Nama Anas Urbaningrum dalam beberapa hari ini menjadi perhatian publik, terutama setelah beredarnya dokumen yang diduga surat perintah penyidikan (sprindik) terhadap Anas.

Sebelumnya pada Sabtu (9/2), beredar dokumen dengan kepala surat berjudul "Surat Perintah Penyidikan Komisi Pemberantasan Korupsi" yang menetapkan bahwa Tersangka Anas Urbaningrum selaku anggota DPR periode 2009-2014. Anas dikenakan pasal 12 huruf a atau huruf b atau pasal 11 Undang-undang No 31 tahun 1999 sebagaimana telah diubah dengan UU No 20 tahun 2001 tentang Pemberantasan Tindak Pidana Korupsi.
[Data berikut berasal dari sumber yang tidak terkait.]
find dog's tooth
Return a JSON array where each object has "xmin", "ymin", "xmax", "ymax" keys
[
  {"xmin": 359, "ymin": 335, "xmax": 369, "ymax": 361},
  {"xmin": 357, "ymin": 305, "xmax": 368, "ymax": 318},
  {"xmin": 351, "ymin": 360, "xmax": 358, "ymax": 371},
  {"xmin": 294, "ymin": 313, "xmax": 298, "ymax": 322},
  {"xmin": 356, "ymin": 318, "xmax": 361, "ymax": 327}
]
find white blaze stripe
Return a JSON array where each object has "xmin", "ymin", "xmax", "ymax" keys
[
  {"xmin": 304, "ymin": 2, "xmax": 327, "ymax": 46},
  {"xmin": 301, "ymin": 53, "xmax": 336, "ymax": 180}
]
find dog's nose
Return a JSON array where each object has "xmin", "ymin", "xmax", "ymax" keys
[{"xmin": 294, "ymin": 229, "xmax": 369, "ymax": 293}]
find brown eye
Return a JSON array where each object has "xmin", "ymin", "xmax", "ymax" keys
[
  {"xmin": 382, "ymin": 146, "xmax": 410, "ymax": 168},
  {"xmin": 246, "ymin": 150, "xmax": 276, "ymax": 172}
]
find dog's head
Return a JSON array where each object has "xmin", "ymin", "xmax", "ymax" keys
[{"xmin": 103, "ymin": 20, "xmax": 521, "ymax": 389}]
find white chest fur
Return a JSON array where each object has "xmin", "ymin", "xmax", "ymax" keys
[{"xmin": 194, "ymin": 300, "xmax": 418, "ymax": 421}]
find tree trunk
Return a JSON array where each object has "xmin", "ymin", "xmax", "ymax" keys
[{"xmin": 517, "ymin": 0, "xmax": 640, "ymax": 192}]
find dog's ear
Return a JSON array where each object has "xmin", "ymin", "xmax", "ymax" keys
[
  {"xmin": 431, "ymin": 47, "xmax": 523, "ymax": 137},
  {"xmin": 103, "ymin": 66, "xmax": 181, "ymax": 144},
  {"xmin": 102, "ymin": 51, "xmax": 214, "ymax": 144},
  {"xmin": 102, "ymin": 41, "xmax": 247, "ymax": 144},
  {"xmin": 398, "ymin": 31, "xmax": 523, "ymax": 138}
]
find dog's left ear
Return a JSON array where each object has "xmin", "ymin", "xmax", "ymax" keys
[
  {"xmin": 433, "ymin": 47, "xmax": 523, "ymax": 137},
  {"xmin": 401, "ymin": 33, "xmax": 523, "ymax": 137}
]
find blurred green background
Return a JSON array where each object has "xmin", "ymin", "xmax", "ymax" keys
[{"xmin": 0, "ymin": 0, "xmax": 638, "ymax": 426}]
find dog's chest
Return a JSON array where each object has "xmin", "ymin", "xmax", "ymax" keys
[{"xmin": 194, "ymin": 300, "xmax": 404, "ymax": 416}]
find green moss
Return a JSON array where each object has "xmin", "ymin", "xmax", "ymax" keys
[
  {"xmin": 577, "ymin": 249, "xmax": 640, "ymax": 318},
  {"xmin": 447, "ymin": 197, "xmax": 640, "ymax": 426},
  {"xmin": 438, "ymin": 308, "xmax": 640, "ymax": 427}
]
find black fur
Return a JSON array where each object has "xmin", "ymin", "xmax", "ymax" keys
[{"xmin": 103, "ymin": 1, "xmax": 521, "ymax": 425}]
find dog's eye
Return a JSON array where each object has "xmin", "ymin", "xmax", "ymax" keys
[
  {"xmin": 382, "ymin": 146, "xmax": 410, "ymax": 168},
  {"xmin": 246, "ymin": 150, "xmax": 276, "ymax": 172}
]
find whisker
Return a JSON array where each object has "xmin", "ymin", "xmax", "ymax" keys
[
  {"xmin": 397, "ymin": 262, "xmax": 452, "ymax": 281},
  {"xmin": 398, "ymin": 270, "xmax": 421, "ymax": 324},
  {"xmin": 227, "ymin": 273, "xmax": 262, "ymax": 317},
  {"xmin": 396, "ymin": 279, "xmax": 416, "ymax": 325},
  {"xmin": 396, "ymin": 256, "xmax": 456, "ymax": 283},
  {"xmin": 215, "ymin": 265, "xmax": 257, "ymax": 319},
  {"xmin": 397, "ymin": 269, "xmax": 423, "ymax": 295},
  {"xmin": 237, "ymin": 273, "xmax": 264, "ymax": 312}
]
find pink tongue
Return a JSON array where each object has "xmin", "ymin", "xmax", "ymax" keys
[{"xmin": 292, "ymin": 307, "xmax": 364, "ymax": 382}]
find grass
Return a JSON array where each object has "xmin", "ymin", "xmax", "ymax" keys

Surat tersebut ditandatangani oleh tiga orang pimpinan KPK yaitu Abraham Samad, Zulkarnain dan Adnan Pandu Pradja.

Menanggapi hal itu, KPK menggelar rapat pimpinan (Rapim) guna mengusut dokumen yang diduga merupakan surat perintah penyidikan (sprindik) Ketua Umum Partai Demokrat Anas Urbaningrum.

"Rapat pimpinan KPK saat ini sedang dilakukan, isinya adalah KPK melakukan validasi atas dokumen yang berkembang apakah benar milik KPK atau palsu," kata juru bicara KPK Johan Budi di Jakarta, Senin (11/2).

KPK menilai jika dokumen itu milik KPK, dokumen tersebut bukan sprindik melainkan dokumen proses administrasi sebelum satu sprindik diterbitkan. Sehingga dokumen itu semacam `draft` persetujuan, karena dokumen itu tidak bernomor dan tidak lengkap tanda tangan seluruh pimpinan KPK.

Johan menjelaskan satu sprindik selalu diumumkan kepada masyarakat dan pihak yang menandatangani hanya satu orang pimpinan bukan lima orang seperti kolom yang tersedia dalam dokumen yang beredar luas tersebut.